Peor aún, la seducción se rebaja a sedición contra lo mejor de lo humano, ya que los juegos preliminares del sexo tan vitales en las caricias de las palabras y la ternura en el agasajo y encantamiento del conocerse se sustituyen por textos ensayados a la ligera como enyesados a la carta y cata de aplicaciones virtuales que lo menos que chispean es de románticas y apasionadas en su mejor uso semántico. 

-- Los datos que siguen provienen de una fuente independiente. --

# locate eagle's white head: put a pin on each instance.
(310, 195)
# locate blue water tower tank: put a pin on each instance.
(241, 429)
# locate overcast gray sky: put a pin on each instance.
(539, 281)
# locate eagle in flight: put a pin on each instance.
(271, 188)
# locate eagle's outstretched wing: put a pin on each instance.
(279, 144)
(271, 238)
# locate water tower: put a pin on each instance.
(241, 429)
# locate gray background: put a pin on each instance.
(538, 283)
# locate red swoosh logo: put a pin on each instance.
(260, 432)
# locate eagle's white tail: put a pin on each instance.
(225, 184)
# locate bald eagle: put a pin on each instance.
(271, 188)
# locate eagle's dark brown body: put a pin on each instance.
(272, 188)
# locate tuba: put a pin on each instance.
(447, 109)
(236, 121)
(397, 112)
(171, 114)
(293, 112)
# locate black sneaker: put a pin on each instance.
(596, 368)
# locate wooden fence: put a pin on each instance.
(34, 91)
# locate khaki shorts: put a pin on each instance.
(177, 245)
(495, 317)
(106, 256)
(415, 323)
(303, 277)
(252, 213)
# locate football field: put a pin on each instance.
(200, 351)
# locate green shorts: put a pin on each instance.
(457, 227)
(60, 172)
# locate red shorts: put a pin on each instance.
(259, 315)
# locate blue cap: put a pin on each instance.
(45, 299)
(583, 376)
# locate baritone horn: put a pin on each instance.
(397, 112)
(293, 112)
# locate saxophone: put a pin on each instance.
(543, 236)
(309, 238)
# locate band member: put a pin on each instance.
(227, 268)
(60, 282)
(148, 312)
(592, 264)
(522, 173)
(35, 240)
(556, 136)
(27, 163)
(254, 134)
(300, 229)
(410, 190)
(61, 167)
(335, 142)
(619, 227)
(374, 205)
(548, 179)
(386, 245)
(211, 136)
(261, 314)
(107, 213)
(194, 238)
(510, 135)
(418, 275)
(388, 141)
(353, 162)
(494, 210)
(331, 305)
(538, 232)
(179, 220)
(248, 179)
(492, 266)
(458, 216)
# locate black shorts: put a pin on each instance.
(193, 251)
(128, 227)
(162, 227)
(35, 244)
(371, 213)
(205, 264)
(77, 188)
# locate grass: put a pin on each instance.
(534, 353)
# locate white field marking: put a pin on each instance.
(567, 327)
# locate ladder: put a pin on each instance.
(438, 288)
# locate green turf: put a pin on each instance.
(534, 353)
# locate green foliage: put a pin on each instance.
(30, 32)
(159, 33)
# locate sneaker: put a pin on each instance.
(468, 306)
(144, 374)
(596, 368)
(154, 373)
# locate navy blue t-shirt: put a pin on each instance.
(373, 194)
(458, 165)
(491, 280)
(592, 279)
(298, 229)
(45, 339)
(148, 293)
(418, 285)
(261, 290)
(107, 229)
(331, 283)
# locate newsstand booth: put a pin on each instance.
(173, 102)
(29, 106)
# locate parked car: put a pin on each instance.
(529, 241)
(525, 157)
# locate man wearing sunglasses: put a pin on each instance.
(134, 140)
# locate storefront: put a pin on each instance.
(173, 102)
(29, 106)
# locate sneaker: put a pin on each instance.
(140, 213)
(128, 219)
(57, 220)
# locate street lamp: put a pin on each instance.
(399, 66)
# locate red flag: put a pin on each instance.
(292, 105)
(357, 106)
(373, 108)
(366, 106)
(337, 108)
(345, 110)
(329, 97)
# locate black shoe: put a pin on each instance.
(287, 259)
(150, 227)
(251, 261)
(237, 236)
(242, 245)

Al final de cuentas y cuentos, desnudamos cuerpos pero no el alma, tocamos la piel con guantes preservativos e invisibles para no palpar al Ser dándose en vitro el lívido maquinista en seres incompletos como de amor incompetentes por no afinarse por dentro. Así, las camas, metafóricas y literales se cohabitan por extraños que no apapachan y templan al corazón. Tan solo, apresan y huronean euforias pillando el flash de la piel, el shock eléctrico en las sábanas del delirio etílico y estupefaciente, el marcapaso para el latir defectuoso de un estilo de vida zombi y hasta cierto e incierto punto, más que tétrico. En la hora de la verdad, y entre desconocidos, solo se penetra sin compenetrar como esas balas perdidas al aire amartilladas de lo vacuo, mediocre, adictivo y frívolo.